W takim razie jak zacząć, żeby się przy tym uszkodzić?
Jak już wspomniałem, tylko wolne ciężary stanowiące bazę twojego treningu. Wszelkie maszyny, wyciągi, atlasy na siłowni nie są dla ciebie. Trening 3x w tygodniu (np. pon-sr-pt). Na każdej serii ten sam zestaw ćwiczeń, bo dla początkującego to najlepsze rozwiązanie. Szybciej opanujesz technikę a do tego pozwolisz na większą progresję ciężarów. Kolejność ćwiczeń zawsze taka sama. Ogólnie jeśli ciężar idzie w przód to nic nie zmieniasz a nawet jeśli to nie samemu z racji na nikłe pojęcie w tematyce. Ludzie za pomocą takich zmian potrafią spierdolić najprostszy plan. Pokaże ci nawet filmiki z poprawną techniką abyś wiedział jak wygląda tego typu trening:
1 cw - przysiad ze sztangą na barkach. nie słuchaj idiotów na siłowni, którzy będą ci mówić że od tego rozpierdolisz sobie kolana. wykonuj przysiad najgłębiej jak potrafisz. ogólnie jest to najważniejsze ćwiczenie w całym treningu ogólnie.
https://www.youtube.com/watch?v=8nSWKTUw9Gs
2cw - rumuński martwy ciąg (rdl) lub inne podobne, np. dzieńdobry. poniżej masz poprawnie wykonany rdl:
https://www.youtube.com/watch?v=PnBREGM7pE0
3cw - wyciskanie sztangi do klatki na ławce płaskiej. tego chyba nie muszę tłumaczyć, choć jak wspomniałem poprzednio większość ludzi na siłowniach źle wykonuje to ćwiczenia (m. in. brak mostka), stąd też później kontuzje barków. tutaj masz wręcz elementarnie wytłumaczone jak powinno się to robić
https://www.youtube.com/watch?v=_QnwAoesJvQ
4cw - wiosłowanie sztangą w opadzie. masz wiele wersji tego ćwiczenia. trzymając się tej podstawowej, gdzie wykorzystujesz klasyczną sztangę możesz wykonać je nadchwytem, lub podchwytem oraz kombinować z kątem pochylenia, jednak zawsze musisz pamiętać o prostych plecach. z resztą na filmie masz wszystko pokazane
https://www.youtube.com/watch?v=gj7eWXVZBZk
5cw - wyciskanie żołnierskie do klatki stojąc
https://www.youtube.com/watch?v=SAXPJ3PfdyY
6cw - podciąganie na drążku. tutaj masz już wpizdu kombinacji; podciąganie nachwytem, podchwytem, chwyt na szerokości barków, chwyt wąski, młotkowy, chwyt szeroki na plecy. W zależności od rodzaju zaangażujesz inne partie mięśni. Tu nie ma żadnej filozofii. Wykonujesz to na ile pozwala ci twój obecny poziom wytrenowania. Jeśli nie jesteś w stanie podciągnąć się ani razu po paru miesiącach będziesz napierdalał po kilkanaście powtórzeń i to z dodatkowym obciążeniem przy ciele.
To jest cały trening.
Nie podoba mi się ten Twój ciągły ton eksperta i specjalisty od wszystkiego. Nie szanujesz wcale rozmówcy i zawsze stawiasz się na lepszej pozycji. Jeśli odnosisz się tak do wszystkich to ja się nie dziwię, że jeszcze nie zaruchałeś...

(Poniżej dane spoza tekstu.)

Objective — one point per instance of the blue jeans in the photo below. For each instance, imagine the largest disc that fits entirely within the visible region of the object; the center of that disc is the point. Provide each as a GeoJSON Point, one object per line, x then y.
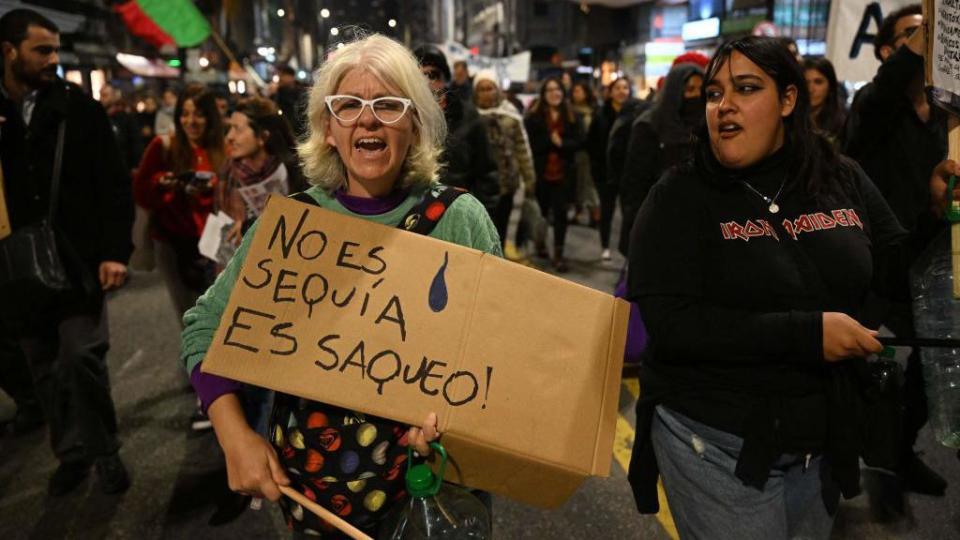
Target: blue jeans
{"type": "Point", "coordinates": [707, 500]}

nie jestem żadnym ekspertem, ale mam przyjemność czerpać wiedzę od osób które naprawdę zjadły na tym zęby i znają się na rzeczy stąd też wiem, że to co pisze jest zwyczajnie najlepsze. zwłaszcza w tym natłoku okołotreningowych bzdur jakich wszędzie pełno. skoro daje to efekty to ja tu nie widzę miejsca na żadną dyskusję i bawienie się w inne pierdoły. skoro coś jest pewne i przynosi efekty a do tego poparte choćby samą fizjonomią człowieka to chyba warto zamknąć dupę jak zrobiłem to ja i potraktować to dogmatycznie bo co jak co, ale trening na poziomie podstawowym to nie jest żadna filozofia i jeśli obstawiamy na skuteczność to podstawy są niezmienne. No chyba, że dla kogoś ważniejszy od efektów jest sam fakt dyskusji i kwestia wpierdolenia w każde słowo swojej "racji".